Catherine McGuinness, head of policy at the City of London Corporation, said that business leaders speaking up about challenges is a sign of realism rather than politics.
"I don't think that's being political," she said.
"I think that saying Brexit is very difficult and there are real problems here and we need to sort out a sensible way isn't necessarily being political, I think that's the reality.
"And I think it is useful when business tells us that's the reality and it's going to have these implications for customers."
Ms McGuinness explained that the corporation supported Remain before the referendum but has since "adopted a pragmatic approach" and is working with the financial sector to identify issues and "possible solutions".
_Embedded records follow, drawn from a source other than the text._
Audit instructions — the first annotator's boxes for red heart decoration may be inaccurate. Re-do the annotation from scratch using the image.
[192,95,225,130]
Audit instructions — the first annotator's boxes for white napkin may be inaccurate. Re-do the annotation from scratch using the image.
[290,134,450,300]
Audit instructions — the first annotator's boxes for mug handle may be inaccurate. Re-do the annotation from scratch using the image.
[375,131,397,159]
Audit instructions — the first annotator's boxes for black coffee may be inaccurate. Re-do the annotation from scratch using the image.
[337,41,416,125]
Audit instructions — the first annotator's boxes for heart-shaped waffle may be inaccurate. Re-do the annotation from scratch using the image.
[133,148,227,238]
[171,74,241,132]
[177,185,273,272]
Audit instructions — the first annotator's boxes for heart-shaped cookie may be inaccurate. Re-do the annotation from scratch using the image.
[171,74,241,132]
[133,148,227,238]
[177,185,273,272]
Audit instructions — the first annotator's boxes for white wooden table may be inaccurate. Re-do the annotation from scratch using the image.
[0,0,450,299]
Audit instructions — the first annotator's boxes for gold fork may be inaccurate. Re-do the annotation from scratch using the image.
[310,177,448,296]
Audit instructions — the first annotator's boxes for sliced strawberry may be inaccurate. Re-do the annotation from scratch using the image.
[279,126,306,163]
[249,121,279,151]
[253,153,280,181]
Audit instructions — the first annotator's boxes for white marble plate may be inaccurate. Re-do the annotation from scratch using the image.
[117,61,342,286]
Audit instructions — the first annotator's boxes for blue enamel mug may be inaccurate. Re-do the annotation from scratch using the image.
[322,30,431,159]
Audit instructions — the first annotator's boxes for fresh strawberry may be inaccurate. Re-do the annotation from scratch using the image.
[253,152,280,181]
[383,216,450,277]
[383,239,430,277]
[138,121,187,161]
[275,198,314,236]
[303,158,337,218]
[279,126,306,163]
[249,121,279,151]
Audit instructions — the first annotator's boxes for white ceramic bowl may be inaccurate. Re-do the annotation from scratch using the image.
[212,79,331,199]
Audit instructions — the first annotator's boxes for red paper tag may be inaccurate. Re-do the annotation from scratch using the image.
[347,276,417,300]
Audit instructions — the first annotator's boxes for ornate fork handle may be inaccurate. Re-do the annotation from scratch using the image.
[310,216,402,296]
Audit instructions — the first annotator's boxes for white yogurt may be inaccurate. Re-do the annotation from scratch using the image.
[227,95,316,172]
Few financial services firms and a minority of business leaders have come out to say that the EU divorce will leave their companies in a better position, the most prominent of which have included the Wetherspoon pub chain chairman Tim Martin and entrepreneur James Dyson. Mr Martin has accused Remain figures of being too negative and claims the Brexit process is unlikely to have an adverse effect on the UK economy as companies will be able to replace EU suppliers with international alternatives, while Leave campaigner Mr Dyson has said he believes 90% of future growth would come from outside the EU.
The City of London Corporation has been calling for a comprehensive free trade agreement with the EU which would cover financial services through mutual recognition, meaning financial firms will not have to rely on equivalence - which requires approval by the bloc and could be revoked.